The premise is that an angel and a demon who have been on the Earth beat since the Creation (the date of which, we are told, Bishop Usher was actually right about) have become more or less friends and rather comfortable with their 21st century simulated-human existence. The End Times have come, the anti-Christ is to be born. and the final war between heaven and hell is to commence. The pair have important roles to play in all this, but there's a problem: they don't want the world to end. They are pretty content with the way things are. So they set about trying to sabotage the apocalypse, and the whole thing becomes farce in the classic sense: "situations that are highly exaggerated, extravagant, ridiculous, absurd, and improbable." (Wikipedia) Right off the bat, for instance, they lose track of the anti-Christ, and waste a lot of time trying to steer the development of the wrong child.
The series did not make reading either of its authors seem more urgent to me, and since Gaiman was apparently in control the blame can't be laid on insensitive TV producers. It's clever, but not that clever; funny, but not that funny. It leans too heavily on hackneyed conceptions of angels, demons, heaven, hell, and God. The last of these, for instance, is heard only as a voiceover (by Frances McDormand) and is the sort of limited wisecracking hardly-God-at-all construct which has been around at least since George Burns did the number in Oh, God back in the '70s. The angel (played by Michael Sheen) is an effete and timid fussbudget, apparently homosexual. The demon (David Tennant) is rich, witty, and glamorous, though most of the other demons are a really nasty lot. The angels are different but not really much nicer, slick inhabitants of a sort of empty white and glass space suggestive of a corporate office, behaving accordingly. Gabriel is played by Jon Hamm, who apparently had a key role in Mad Men, which I have not seen, but I suppose the association added flavor to the role for those who have seen it.

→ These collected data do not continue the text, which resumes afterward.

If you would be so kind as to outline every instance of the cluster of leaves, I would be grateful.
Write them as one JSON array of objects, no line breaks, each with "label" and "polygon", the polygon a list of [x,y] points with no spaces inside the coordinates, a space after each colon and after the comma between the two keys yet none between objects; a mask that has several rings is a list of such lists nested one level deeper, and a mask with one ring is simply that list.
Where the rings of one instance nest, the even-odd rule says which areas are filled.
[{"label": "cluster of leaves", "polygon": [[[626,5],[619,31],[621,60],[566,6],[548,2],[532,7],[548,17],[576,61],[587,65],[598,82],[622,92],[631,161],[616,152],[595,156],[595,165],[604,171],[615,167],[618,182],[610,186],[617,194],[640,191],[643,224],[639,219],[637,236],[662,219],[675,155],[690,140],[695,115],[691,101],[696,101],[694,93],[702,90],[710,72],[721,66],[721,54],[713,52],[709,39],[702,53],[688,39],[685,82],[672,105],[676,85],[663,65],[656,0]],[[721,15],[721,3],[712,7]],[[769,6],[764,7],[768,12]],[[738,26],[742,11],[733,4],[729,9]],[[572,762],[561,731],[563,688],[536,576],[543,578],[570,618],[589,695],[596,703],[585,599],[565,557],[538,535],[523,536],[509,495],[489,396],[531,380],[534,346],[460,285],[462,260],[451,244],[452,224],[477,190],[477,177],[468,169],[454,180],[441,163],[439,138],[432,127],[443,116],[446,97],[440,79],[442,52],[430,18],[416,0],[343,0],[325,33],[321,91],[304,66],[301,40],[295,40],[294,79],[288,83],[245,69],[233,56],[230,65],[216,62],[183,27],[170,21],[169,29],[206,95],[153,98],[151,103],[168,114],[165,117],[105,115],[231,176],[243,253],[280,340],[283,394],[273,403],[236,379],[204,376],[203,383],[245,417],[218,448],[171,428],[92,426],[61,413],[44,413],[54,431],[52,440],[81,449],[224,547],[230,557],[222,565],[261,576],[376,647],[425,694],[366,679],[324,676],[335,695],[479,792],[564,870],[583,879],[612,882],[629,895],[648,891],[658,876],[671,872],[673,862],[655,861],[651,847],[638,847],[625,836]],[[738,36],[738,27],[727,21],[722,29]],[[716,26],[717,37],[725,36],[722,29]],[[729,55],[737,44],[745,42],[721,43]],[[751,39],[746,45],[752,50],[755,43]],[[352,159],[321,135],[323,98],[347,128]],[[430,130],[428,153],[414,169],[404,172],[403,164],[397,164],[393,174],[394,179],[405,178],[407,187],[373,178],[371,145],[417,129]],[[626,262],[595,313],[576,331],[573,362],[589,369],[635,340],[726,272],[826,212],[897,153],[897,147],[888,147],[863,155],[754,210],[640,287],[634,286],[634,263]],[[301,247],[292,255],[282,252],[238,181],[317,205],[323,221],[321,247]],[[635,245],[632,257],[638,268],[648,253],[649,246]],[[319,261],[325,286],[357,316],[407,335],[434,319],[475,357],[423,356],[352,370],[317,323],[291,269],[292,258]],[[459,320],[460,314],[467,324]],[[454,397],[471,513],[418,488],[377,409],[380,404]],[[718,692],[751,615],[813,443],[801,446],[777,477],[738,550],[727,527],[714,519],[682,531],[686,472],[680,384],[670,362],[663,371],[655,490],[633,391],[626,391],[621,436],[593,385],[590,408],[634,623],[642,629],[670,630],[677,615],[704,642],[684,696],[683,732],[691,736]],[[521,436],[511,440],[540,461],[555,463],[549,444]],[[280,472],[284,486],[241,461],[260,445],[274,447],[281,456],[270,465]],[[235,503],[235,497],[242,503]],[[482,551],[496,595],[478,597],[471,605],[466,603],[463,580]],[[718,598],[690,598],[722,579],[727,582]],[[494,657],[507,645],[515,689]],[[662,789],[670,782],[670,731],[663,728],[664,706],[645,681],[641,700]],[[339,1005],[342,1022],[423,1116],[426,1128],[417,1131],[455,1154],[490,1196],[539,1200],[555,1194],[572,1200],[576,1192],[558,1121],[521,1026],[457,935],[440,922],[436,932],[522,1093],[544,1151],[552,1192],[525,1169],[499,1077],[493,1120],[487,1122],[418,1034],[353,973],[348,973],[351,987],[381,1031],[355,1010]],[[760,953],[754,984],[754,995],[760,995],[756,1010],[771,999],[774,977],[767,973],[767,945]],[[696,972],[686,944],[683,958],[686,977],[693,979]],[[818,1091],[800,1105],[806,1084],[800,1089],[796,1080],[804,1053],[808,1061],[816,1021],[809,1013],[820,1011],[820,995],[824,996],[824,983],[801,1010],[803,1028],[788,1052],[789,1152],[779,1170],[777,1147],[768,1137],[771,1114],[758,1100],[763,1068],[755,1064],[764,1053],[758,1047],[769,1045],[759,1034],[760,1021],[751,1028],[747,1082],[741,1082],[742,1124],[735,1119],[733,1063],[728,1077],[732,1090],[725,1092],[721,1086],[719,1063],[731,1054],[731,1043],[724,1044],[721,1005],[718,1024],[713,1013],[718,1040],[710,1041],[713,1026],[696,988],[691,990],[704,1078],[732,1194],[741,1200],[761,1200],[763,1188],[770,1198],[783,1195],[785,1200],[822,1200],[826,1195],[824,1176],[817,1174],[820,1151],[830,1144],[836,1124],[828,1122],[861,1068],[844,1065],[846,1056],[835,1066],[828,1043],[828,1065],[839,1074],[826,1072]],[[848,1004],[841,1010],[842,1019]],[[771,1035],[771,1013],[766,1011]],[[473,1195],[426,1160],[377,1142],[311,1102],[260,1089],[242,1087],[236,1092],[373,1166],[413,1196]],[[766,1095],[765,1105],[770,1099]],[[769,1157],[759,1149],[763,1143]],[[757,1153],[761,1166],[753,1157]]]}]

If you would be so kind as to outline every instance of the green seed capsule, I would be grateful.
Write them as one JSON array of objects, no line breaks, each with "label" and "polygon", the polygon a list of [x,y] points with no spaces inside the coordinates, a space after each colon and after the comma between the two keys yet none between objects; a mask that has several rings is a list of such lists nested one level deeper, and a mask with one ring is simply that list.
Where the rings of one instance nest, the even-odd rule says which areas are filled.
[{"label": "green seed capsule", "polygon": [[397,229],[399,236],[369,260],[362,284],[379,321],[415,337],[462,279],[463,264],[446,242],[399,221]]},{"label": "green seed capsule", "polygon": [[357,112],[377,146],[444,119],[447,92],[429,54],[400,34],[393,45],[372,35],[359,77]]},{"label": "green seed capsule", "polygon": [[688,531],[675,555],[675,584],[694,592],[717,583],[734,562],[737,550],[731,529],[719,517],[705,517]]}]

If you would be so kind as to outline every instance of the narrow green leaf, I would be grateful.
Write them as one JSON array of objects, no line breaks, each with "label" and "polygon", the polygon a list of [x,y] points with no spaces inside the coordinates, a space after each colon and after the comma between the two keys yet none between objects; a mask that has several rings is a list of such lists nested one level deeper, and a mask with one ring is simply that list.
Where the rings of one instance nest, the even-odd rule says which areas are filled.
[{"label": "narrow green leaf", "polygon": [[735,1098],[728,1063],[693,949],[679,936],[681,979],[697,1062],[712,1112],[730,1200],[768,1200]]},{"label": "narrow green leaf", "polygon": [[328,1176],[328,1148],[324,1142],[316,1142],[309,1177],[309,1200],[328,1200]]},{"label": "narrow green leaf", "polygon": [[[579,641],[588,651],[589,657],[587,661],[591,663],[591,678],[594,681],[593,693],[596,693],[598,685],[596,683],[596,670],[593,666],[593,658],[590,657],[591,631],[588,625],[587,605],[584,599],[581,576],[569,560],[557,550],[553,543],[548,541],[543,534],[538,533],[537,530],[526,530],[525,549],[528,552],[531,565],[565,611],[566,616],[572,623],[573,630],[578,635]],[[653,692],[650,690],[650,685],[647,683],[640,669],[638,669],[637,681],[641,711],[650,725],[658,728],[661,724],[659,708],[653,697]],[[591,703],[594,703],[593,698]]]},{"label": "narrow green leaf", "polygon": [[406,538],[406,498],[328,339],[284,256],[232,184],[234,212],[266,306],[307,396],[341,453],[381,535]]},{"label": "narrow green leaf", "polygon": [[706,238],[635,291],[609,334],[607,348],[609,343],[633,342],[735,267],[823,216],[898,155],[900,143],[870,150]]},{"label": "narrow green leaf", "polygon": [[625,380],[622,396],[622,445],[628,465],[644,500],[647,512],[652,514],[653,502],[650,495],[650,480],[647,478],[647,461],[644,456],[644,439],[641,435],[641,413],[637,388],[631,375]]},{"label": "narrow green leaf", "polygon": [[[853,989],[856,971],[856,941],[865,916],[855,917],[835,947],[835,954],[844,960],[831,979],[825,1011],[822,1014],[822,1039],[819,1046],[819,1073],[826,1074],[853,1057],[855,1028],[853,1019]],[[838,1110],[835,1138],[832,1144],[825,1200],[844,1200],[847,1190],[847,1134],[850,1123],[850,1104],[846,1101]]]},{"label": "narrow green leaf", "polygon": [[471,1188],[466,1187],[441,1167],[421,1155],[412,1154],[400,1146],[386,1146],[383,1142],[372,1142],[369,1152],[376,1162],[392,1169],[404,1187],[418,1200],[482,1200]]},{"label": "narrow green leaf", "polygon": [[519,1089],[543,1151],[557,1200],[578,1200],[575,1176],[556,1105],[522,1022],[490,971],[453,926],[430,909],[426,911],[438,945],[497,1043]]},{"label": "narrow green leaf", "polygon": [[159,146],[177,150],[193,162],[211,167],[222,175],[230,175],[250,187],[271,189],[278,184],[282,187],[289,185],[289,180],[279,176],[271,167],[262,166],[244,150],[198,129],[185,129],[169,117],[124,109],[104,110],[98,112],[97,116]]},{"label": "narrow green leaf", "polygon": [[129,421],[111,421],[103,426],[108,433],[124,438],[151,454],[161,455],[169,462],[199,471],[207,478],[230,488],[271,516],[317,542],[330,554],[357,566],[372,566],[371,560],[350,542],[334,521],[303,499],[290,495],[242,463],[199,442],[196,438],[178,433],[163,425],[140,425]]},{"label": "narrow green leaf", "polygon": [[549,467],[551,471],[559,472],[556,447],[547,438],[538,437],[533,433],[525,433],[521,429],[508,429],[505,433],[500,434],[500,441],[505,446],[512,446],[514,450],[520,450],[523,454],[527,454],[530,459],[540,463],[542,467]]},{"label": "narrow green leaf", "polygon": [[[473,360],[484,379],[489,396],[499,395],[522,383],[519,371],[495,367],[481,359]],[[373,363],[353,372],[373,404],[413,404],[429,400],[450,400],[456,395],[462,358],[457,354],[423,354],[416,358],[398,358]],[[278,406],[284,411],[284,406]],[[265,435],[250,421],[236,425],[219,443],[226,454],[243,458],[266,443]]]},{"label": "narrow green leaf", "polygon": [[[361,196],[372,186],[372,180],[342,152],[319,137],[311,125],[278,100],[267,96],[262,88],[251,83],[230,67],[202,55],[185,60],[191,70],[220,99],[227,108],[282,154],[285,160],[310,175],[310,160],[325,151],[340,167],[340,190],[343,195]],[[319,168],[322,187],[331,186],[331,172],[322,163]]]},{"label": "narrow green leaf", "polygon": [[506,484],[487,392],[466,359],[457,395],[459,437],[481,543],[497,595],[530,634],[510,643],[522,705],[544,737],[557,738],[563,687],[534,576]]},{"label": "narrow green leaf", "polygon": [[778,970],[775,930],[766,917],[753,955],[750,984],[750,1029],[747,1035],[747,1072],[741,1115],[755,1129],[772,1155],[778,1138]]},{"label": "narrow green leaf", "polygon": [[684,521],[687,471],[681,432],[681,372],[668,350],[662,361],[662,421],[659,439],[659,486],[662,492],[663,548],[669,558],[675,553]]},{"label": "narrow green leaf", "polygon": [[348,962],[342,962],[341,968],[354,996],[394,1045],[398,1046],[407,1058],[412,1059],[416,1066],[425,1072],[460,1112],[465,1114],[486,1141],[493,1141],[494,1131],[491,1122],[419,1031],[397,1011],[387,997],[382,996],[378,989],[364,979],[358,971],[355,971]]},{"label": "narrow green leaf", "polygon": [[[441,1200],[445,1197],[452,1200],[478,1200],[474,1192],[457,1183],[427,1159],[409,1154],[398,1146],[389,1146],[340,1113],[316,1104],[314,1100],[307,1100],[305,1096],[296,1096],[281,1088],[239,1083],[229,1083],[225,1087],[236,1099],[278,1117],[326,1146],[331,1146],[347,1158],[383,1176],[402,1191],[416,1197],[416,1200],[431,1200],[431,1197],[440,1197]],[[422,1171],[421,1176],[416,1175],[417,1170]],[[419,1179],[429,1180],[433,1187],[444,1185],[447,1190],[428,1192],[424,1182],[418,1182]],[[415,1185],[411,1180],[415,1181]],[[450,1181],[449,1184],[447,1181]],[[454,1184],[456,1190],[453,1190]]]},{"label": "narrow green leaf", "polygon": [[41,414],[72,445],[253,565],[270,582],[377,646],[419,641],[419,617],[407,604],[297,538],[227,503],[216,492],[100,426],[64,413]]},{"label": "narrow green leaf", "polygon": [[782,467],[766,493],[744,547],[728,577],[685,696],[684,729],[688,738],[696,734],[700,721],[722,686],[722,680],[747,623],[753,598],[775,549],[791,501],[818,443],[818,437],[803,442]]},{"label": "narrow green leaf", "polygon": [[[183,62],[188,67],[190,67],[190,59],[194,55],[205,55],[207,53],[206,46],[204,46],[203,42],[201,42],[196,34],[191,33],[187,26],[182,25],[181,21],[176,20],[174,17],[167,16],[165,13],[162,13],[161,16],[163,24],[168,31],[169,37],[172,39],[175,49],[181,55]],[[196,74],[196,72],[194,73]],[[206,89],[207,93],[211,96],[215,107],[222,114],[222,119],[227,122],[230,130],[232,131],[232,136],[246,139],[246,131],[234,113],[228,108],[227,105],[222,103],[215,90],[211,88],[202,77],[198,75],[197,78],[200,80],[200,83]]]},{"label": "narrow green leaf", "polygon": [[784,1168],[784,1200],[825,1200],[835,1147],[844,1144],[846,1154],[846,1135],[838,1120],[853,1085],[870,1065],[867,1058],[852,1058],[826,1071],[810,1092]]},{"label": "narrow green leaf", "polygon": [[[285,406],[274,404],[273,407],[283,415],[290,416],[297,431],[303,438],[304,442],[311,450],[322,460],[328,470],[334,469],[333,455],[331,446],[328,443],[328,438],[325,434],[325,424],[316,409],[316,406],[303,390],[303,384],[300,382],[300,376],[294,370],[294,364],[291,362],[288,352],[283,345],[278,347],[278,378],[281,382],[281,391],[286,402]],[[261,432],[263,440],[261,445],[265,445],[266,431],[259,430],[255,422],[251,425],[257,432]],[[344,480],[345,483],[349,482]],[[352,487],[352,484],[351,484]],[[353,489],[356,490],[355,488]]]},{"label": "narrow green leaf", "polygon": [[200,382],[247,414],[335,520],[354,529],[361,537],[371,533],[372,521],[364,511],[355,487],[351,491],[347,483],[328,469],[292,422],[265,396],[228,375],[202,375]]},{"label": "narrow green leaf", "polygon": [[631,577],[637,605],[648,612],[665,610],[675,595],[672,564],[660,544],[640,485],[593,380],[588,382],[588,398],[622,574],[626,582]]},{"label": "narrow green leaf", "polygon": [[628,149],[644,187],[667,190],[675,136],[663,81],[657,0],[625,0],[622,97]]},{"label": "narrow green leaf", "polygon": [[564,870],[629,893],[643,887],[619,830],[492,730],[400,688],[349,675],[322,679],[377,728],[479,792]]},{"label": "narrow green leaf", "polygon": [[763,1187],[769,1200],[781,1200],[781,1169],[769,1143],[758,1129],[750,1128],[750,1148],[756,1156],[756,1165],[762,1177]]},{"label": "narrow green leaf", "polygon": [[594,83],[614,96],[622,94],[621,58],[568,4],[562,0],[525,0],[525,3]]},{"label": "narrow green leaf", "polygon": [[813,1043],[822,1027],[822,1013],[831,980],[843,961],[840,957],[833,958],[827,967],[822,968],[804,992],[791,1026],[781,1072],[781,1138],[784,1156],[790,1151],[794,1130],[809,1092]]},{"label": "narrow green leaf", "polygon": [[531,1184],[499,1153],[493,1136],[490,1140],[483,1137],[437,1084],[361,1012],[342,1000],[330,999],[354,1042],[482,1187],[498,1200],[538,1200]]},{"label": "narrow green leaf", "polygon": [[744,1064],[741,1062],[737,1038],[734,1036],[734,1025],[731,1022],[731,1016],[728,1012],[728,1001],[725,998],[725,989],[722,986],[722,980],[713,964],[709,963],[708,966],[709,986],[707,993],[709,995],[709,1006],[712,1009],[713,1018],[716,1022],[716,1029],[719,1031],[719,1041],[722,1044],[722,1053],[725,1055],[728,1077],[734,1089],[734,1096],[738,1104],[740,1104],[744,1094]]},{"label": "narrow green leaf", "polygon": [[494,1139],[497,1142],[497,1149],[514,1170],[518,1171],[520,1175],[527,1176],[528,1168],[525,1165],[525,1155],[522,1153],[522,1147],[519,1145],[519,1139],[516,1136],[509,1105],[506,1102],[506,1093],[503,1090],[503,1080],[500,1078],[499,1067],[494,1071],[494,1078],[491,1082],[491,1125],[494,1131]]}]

The whole "isn't religion silly" vein of humor is pretty well played out at this point–"religion" here meaning mainly Christianity, or rather a pop-secular parody of it. People have been doing it for quite some time now, and there's no longer much adventure to be had in satirizing something that was already a parody. With "religion" now generally and openly despised by our most dominant and influential cultural forces, this kind of thing begins to seem like a big exercise in missing the point.
All that said, I did enjoy it, and would sort of half-recommend it. It's very elaborately and effectively produced, and there are a good many funny moments. The cast in general seems to be having a lot of fun, especially David Tennant. And I had fun identifying some of the actors playing characters very far removed from their usual roles. My wife heard a lot of "I know that face/voice, I just can't place it" from me. Anna Maxwell Martin is Beelzebub. Nina Sosanya, whose face and voice if not name will be familiar to people like me who watch a lot of British crime dramas, plays a nun (actually a satanic nun, Sister Mary Loquacious of the Chattering Order of St. Beryl). Miranda Richardson is Madame Tracy, a middle-aged (at least) woman who combines the occupations of prostitute and medium-for-hire. Mirielle Enos, the troubled detective (aren't they all?) of the American version of The Killing is War, one of the Four Horsemen of the Apocalypse. The one that took me the longest time to get was an actor whose face I recognized but couldn't place until four episodes or so in: he is Michael McKean, who plays Chuck, the older brother of Jimmy McGill in Better Call Saul. He plays one of the last Witchfinders, and gets special credit for being a rare American actor who does a believable British accent.
Here's the trailer:
Having watched the trailer again, I'll add that there is a definite philosophical or theological kinship here with Wim Winders's Wings of Desire. Worlds apart aesthetically, though.